All posts by mitch tanenbaum

I’ll Teams You

Okay, so Teams is not a verb. But neither was Google, as in go Google it.

Hackers have figured out that as people are just learning about collaboration software like Teams and Slack, there is a lot of squishiness around the edges.

Say you are part of a Teams group that includes employees, contractors and vendors. Say you get a message that someone is going to connect with you. You assume that you are inside this bubble and it is all secure.

But it is not.

What if that contractor’s credentials got compromised and it wasn’t even the contractor that sent you the message.

What if you get that Teams meeting message in email (I get most of mine that way)? And what if that link is actually malicious? (Have you looked at a Teams link? It is completely undecipherable, unlike a Zoom or Go To Meeting link.

Likewise you might get a Teams request to share a file, but in large groups do you know if that request is legit? Or that the file shared is safe?

Researchers found one financial services firm whose Teams channel had been compromised for a YEAR!

The hackers did recon first. Very quiet. Hard to detect. They collected intel.

Then, when they saw a request for a file, they launched. They sent the file. Only it wasn’t the file, it was malware and everyone who opened it was toast.

For more details on how some of the attack scenarios work check out the SC Magazine link below. Note that this link is readable by humans; just hover over it.

It is up to companies to train their users in a new attack method. Sorry.

Credit: SCMagazine

Or if you don’t trust links, here is the URL: https://www.scmagazine.com/application-security/ill-teams-you-employees-assume-security-of-links-file-sharing-via-microsoft-comms-platform/

Its Been A Bad Week for Parler and it is Only Monday

First Apple and Google removed the Parler app from both of their app stores.

Then Amazon kicked them off Amazon’s AWS platform for violating their terms of service.

That would seem like a problem for most companies, but that was the good part of their week.

Yesterday a security researcher who goes by the nickname “crash override” said that she was “crawling URLs for all videos uploaded to Parler”. About a million of them. Including ones that may have been deleted or marked private.

In total, about 70 terabytes of users’ posts was compromised.

And indexed and made public by the researcher.

This includes videos made and uploaded during the riot.

Which can be tied to the Parler user’s ID, IP address, etc.

Which if they were inside the Capitol during the riot …

But that is not all.

Parler’s CEO said that many of it’s vendors have decided that Parler’s money is not worth the reputational damage of being associated with them. Actually, he didn’t say that. He said “every vendor from text message services to email providers to our lawyers all ditched us too”. You draw your own conclusion. Credit: The Independent

Apparently Parler encouraged people to upload their drivers license to get a verified person badge. Not great if the videos show you participating in a felony.

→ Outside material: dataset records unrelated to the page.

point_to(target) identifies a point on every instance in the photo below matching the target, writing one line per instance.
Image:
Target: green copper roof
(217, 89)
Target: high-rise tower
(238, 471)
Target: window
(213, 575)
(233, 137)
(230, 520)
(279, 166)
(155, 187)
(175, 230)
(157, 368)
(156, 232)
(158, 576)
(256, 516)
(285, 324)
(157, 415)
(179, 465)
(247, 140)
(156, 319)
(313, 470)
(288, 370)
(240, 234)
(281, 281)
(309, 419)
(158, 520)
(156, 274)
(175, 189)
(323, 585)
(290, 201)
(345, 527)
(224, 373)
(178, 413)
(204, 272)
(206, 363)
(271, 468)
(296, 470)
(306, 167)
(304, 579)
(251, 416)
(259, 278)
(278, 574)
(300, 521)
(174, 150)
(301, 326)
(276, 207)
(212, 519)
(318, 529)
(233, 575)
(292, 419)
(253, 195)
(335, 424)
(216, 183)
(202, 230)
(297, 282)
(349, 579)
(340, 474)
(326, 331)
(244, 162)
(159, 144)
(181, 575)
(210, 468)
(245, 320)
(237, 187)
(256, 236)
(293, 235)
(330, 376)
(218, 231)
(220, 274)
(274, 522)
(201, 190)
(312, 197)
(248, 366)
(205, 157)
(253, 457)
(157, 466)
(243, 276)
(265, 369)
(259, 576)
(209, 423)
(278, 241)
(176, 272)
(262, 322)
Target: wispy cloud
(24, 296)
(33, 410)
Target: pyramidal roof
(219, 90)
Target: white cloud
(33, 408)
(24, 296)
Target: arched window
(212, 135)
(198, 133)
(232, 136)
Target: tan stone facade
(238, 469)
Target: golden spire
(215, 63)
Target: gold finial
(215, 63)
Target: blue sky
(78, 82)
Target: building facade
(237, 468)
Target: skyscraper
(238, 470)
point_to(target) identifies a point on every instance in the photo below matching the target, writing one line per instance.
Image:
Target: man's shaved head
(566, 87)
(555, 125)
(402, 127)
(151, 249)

The researcher said that her plan is to archive every single post from the day of the riot. I am sure that the thousands of FBI personnel working on the case will appreciate her thoughtfulness. Credit: Gizmodo

The response of one Parler user was “It would be a pity if someone with explosives training were to pay a visit to some AWS Data Centers – the location of which are public knowledge.”

This is the “party of law and order”.

As of the writing of this post, if you try to go to Parler’s web site you get a site not found message.

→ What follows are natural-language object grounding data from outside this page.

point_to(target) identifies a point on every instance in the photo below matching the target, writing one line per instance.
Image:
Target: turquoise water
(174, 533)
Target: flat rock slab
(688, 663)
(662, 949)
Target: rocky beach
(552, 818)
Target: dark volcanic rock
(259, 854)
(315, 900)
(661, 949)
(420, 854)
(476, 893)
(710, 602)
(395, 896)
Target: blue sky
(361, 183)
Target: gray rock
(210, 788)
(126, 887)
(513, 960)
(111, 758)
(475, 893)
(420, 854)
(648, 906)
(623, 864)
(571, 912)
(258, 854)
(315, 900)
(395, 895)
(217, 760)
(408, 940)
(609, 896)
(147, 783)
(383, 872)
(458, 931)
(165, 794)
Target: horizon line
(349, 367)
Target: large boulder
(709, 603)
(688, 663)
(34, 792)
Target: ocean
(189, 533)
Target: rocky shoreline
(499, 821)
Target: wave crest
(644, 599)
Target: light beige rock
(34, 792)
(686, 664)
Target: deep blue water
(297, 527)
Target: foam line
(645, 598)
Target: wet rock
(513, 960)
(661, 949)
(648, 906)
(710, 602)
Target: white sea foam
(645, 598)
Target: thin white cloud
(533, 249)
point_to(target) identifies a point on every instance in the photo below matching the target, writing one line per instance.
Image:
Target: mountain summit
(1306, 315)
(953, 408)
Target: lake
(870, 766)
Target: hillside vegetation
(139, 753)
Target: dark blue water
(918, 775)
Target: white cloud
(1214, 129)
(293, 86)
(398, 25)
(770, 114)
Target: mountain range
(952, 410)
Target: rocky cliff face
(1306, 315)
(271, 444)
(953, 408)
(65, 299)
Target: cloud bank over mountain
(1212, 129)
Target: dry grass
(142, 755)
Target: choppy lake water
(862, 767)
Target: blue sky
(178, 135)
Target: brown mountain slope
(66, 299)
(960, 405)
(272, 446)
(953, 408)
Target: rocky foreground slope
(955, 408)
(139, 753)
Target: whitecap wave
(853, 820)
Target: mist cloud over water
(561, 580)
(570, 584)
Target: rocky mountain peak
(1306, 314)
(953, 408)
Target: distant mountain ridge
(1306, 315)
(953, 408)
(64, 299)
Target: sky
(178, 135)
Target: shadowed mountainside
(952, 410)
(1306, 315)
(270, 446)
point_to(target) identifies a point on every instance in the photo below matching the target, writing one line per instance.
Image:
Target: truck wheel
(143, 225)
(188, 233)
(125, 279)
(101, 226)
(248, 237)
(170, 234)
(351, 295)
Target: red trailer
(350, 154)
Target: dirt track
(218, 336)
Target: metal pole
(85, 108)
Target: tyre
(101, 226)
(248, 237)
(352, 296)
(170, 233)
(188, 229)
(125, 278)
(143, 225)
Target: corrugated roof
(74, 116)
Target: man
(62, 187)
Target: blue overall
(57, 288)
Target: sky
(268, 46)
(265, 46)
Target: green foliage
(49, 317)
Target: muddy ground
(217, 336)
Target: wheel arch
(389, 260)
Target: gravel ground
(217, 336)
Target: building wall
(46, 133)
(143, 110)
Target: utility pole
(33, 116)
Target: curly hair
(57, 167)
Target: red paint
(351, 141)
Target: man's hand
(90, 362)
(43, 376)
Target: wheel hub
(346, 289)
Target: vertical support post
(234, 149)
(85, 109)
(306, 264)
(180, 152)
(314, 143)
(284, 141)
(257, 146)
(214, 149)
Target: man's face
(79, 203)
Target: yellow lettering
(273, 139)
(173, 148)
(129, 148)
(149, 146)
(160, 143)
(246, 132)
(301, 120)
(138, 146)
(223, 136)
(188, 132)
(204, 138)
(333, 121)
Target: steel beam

Parler has filed a lawsuit against Amazon and is trying to get a TRO.

Reports say that the researcher was able to exploit a bug in Parler’s API. This is not a big surprise as APIs are notoriously difficult to make secure.

From what I understand, Parler has some deep pocketed investors, but will they be willing to pony up more money after this? And will users come back after their privacy was destroyed? All of this remains to be seen.

Suffice it to say, this story will be in the news for a while and if I were someone who posted anything on Parler, I would be nervous the next time there is a knock on your door.

Security News for the Week Ending January 8, 2021

Britain Says Assange Cannot be Extradited

Julian Assange, a long time thorn in the backside of some folks in the US government, cannot be extradited to the US, a British court says. The court said that while he probably can get a fair trial in the US, the court system in the US is unlikely stop him from committing suicide (a la Jeffrey Epstein, another very high profile prisoner). The US is expected to appeal. Credit: Cybernews

Covid Stimulus Bill and UFOs

The first question is why? and the answer is Congress? Buried deep in the Covid stimulus bill is Intelligence Authorization Act which mandates the Pentagon release a report on its UFO task force report. Stay tuned. Credit: Vice

New York Stock Exchange Changes Mind About Delisting Chinese Stocks

After the NYSE said it was going to delist 3 Chinese telecom stocks because the President said they were tied to the Chinese government/military, they suddenly changed their mind. They said that they made the decision after consulting with their regulators. Not sure what this means in the long term, but it might mean that the DoJ thinks the President is on shaky ground legally in doing that and rather than get sued, they are going to let it play out in the courts. Credit: Cybernews

Right after this happened the exchange got a call from Secretary Mnuchin and, apparently he changed their mind. Again. So now they do plan to delist these stocks. Until they change their mind again. This is really a symbolic move since only about 2% of their shares go though the NYSE. Credit: ZDNet

Hackers Use Fake Trump Scandal Video to Load Malware

Want to see a (purported) Trump sex scandal video? Well ignoring your thoughts on the subject, the email is just click bait. If you fall for the bait and click, the malware will install a Remote Access Trojan or RAT on your computer, allowing the hacker to connect to your computer and rummage through (and steal) all your stuff. They could, in addition, deposit some ransomware when they are done, so no matter how curious you might be, don’t click. Credit: Hacker News

Nissan Seems to Have Lost Control of their Source Code

A car is not only a vehicle these days, but also a computer on wheels. More accurately, probably a hundred computers on wheels, plus a bunch of server software plus some mobile apps plus. You get the idea. So one might expect that you would protect that. Nissan did; with Userid:admin and Password:admin. A bit of a problem and it may even be difficult for Nissan to sue because they didn’t take reasonable care. Credit: SC Magazine

Did the Feds Kill Cell Service During Capitol Riots – No, Rioters Did

This one is gonna get a little geeky, so if that is not your cup of tea, but can just skip this post knowing that the feds did not shut down cell service to keep the crowd from communicating; the crowd did it to itself.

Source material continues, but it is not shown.